Your genes act as sentences in an instruction manual that tell the body how to function. Genes guide the production of molecules called proteins that are necessary for creating the body’s cells, tissues, and organs, as well as for maintaining their function and operation. Genes, however, only make up 1 to 2 percent of your entire “genome,” a term that refers to all of your DNA. This small portion of the genome that makes up actual genes with instructions for making proteins is called the “exome.” In the past decade, physicians and researchers have relied on whole exome sequencing (WES) to uncover new genetic mutations linked to diseases because the procedure was less expensive and required less storage space than sequencing a person’s entire genome.
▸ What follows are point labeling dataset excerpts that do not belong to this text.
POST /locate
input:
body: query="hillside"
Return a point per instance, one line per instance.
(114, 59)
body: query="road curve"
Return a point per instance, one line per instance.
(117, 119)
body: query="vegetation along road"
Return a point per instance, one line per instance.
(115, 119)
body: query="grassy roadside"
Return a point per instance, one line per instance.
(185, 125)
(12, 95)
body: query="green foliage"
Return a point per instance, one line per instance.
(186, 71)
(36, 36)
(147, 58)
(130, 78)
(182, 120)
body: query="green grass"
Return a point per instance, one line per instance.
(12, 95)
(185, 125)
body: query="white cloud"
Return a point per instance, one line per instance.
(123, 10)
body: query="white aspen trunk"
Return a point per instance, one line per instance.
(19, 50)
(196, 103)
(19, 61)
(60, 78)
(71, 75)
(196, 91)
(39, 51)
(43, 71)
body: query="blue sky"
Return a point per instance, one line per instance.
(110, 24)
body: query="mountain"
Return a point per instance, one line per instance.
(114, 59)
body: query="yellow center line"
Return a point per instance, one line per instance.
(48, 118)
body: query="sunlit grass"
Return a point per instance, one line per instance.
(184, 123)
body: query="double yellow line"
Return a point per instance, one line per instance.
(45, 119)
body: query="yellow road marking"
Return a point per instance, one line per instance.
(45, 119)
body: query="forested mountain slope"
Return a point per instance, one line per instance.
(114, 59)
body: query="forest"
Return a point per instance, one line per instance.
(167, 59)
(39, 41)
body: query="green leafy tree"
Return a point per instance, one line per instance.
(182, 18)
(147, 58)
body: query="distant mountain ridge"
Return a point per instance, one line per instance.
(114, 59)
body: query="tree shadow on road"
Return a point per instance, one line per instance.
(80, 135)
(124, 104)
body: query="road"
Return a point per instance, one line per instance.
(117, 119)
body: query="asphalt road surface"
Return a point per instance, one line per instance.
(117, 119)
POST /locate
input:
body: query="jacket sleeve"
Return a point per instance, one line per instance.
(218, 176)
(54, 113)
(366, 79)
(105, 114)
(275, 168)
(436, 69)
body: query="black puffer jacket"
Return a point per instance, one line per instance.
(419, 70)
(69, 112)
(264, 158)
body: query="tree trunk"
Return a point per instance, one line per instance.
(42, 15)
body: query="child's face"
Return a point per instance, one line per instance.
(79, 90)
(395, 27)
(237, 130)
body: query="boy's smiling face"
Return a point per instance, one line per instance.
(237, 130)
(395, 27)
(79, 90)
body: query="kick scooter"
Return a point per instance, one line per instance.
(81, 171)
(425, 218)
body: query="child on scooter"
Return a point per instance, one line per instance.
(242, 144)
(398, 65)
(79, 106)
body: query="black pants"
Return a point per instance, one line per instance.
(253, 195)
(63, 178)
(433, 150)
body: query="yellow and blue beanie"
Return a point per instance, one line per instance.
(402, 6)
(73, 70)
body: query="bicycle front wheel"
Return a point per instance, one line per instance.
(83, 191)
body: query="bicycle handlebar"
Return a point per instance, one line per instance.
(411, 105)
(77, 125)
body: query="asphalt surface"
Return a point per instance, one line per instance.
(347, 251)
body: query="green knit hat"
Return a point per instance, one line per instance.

However, as sequencing costs and data storage requirements have continued to drop, whole genome sequencing (WGS) has become more feasible, though it still is not a widely offered service. Whole genome sequencing translates all of the 3 billion DNA base pairs that make up an entire human genome into a file made up of letters. Doctors and researchers then use tools to scan and analyze these letters (which represent the person’s entire genome) for mutations, or typos, in the genes.
“The vast majority of DNA mutations that lead to illness are found in the exome, making WES an excellent test to look for both known and unknown genetic diseases,” says Saquib Lakhani, MD, clinical director of Yale Medicine’s Pediatric Genomics Discovery Program (PGDP). However, Dr. Lakhani points out that whole genome sequencing can be helpful when a person’s life depends on how quickly a diagnosis can be found and if WES has been tried and did not provide any helpful answers.
At Yale Medicine, our team of physicians, geneticists, and researchers work together to solve complex medical problems that may have an underlying genetic component. Currently, whole genome sequencing is only available through a referral from a patient’s doctor.